Ahora se nos presenta una publicación de gran interés que ofrece una buena ocasión para abrir un auténtico debate sobre temas en los que las ciencias tienen mucho que decir, pero también el resto de las personas. Nos moviliza frente al peligro de estropear nuestro entorno o de vivir una vida planificada por otros, o de perder el sentido del lenguaje cotidiano para pasar a símbolos que imponen una lógica, que de hecho ahorra el pensar, de llevar a cabo una práctica científica desvinculada de valores y nos ayuda a no olvidar que la ciencia se ha de desarrollar en un ambiente de libertad, en el que se generen buenas preguntas a las que valga la pena dedicarle recursos.

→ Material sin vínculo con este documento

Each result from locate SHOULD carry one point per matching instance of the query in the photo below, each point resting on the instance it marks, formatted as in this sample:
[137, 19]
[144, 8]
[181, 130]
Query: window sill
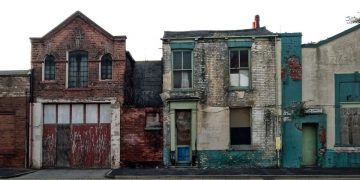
[247, 89]
[105, 80]
[242, 148]
[78, 89]
[48, 82]
[347, 145]
[152, 128]
[182, 90]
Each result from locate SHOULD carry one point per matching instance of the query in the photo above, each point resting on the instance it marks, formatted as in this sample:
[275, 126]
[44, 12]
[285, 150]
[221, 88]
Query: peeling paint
[295, 69]
[49, 145]
[90, 146]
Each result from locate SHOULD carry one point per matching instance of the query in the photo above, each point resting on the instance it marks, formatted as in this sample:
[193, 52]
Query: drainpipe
[31, 100]
[278, 100]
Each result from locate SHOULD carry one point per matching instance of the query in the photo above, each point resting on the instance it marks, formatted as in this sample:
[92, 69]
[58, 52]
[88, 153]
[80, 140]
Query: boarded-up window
[49, 114]
[63, 114]
[7, 135]
[91, 113]
[239, 68]
[152, 121]
[182, 69]
[105, 113]
[240, 126]
[350, 126]
[77, 114]
[183, 127]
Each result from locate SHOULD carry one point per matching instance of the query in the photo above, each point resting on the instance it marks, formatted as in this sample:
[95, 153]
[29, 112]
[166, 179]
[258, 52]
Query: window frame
[248, 68]
[78, 71]
[49, 62]
[106, 62]
[241, 146]
[182, 69]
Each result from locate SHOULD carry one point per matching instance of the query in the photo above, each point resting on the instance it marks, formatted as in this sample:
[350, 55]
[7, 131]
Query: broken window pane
[240, 126]
[152, 120]
[234, 59]
[244, 78]
[177, 62]
[244, 58]
[182, 69]
[91, 113]
[77, 114]
[239, 68]
[186, 60]
[63, 114]
[106, 67]
[105, 113]
[49, 114]
[49, 68]
[235, 79]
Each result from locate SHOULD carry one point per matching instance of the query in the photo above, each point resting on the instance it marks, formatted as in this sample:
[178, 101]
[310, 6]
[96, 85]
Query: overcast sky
[144, 21]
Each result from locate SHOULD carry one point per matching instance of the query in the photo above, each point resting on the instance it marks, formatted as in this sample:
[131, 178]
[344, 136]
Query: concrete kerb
[16, 173]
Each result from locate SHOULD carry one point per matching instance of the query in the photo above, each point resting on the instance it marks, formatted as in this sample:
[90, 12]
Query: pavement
[13, 172]
[184, 173]
[234, 173]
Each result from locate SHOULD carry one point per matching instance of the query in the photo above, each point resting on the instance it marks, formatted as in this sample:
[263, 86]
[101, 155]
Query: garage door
[76, 135]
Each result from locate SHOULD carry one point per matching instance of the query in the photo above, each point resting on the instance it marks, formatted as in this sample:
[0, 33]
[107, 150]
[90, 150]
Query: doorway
[183, 137]
[309, 144]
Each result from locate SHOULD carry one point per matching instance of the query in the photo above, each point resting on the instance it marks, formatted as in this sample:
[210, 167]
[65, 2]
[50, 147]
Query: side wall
[321, 63]
[13, 121]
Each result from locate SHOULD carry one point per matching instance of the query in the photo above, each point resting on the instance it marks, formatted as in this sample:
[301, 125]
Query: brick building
[14, 99]
[79, 80]
[221, 95]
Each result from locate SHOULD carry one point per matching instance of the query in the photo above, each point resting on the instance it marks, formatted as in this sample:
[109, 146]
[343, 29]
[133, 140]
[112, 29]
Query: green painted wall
[341, 159]
[235, 158]
[292, 139]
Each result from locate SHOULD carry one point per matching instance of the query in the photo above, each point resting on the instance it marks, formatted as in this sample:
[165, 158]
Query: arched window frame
[78, 69]
[49, 68]
[106, 67]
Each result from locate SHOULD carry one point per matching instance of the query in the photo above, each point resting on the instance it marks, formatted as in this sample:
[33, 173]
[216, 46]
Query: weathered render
[79, 73]
[197, 115]
[14, 100]
[141, 123]
[331, 81]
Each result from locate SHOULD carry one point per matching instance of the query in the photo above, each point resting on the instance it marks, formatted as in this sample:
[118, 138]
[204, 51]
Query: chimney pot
[257, 21]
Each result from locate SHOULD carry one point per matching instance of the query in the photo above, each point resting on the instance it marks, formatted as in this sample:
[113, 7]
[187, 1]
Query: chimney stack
[256, 23]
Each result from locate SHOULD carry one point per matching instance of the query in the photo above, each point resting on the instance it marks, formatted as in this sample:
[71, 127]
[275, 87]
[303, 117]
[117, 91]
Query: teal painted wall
[236, 158]
[292, 139]
[341, 159]
[291, 97]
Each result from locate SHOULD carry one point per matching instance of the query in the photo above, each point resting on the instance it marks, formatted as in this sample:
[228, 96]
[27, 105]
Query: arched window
[78, 69]
[106, 67]
[49, 73]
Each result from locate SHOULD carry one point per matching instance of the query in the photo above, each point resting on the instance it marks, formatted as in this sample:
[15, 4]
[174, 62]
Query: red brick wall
[140, 147]
[96, 43]
[12, 131]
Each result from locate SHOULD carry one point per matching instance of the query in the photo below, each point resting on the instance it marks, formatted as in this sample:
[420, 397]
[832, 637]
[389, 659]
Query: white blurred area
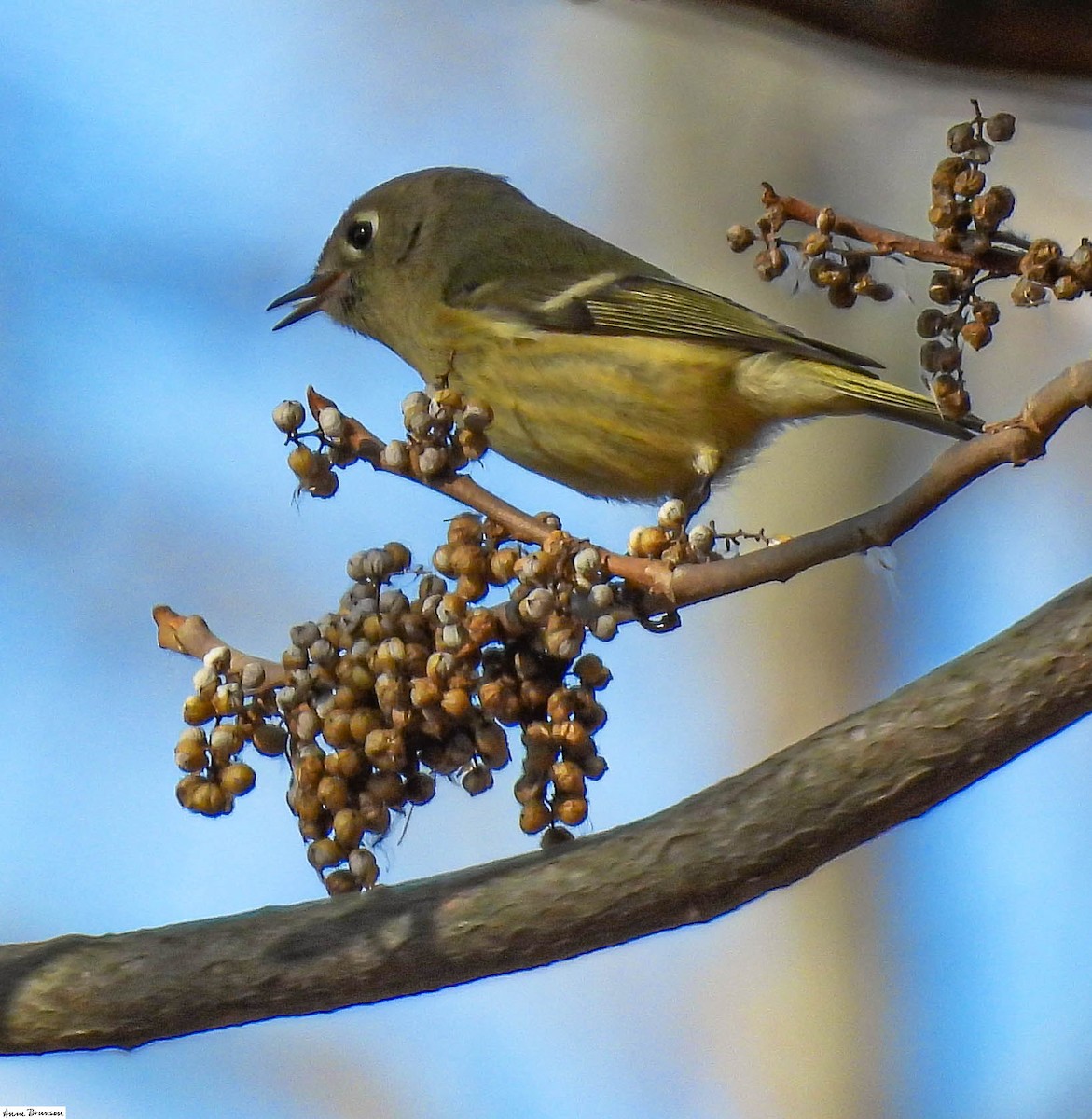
[173, 167]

El tema elegido en este primer número: “¿Se puede patentar la vida?” es especialmente relevante y adecuado para ser debatido (¿qué importancia tiene crear vida si no hay quien la proteja para hacerla humana?) y se desarrolla en artículos muy diversos, tan dispares como lo pueden ser los platos que forman el menú de un banquete. Y de la misma manera que la comida nos alimenta, esta publicación también alimenta nuestra capacidad de pensar de manera crítica.

Valorar l'opinió pública, com ho fa el grup Dynamon, és retornar el dret a pensar a tothom, inclosos els científics; i, a la ciència, la fa crítica, liberal i l'allunya del dogmatisme. Les opinions formulades amb discerniment, coratge i compromís, són cultura i per tant formen part de l'evolució de les ciències. Les ciències tenen necessitat d'opinió pública; hi ha una gran necessitat d'un espai on aquesta opinió es pugui fer sentir, i per això esperem que les propostes del Grup tinguin una llarga vida.

Dentro de la sociedad pueden convivir muchas verdades, se pueden formular opiniones y opiniones de las opiniones sin que al no escucharnos no desautorizarnos unos a otros. Así todos podremos participar de la aventura de la ciencia sin renunciar al pensamiento personal. Pero el éxito de esta aventura requiere de la humildad de todos los participantes de los debates. Bernardette Bensaude-Vincent, pone el siguiente subtítulo en su excelente libro “L´opinion publique et la science”: A cada uno su ignorancia. Me parece fantástico, pero parece ser que ha desaparecido de la segunda edición del libro...Porque, si la ciencia no escucha a los ciudadanos, se vuelve ignorante, igual que los ciudadanos si no escuchan la ciencia.

¿Podemos continuar aceptando que las ciencias avanzan de una manera ciega, implacable, siguiendo una lógica propia, incuestionable? Creo, junto con el grupo Dynamon, que no, y creo también que se puede rehabilitar a la opinión pública y que eso nos ayudará a evitar un modelo de sociedad cientificista y tecnocrática y a promover otra diferente, más humana.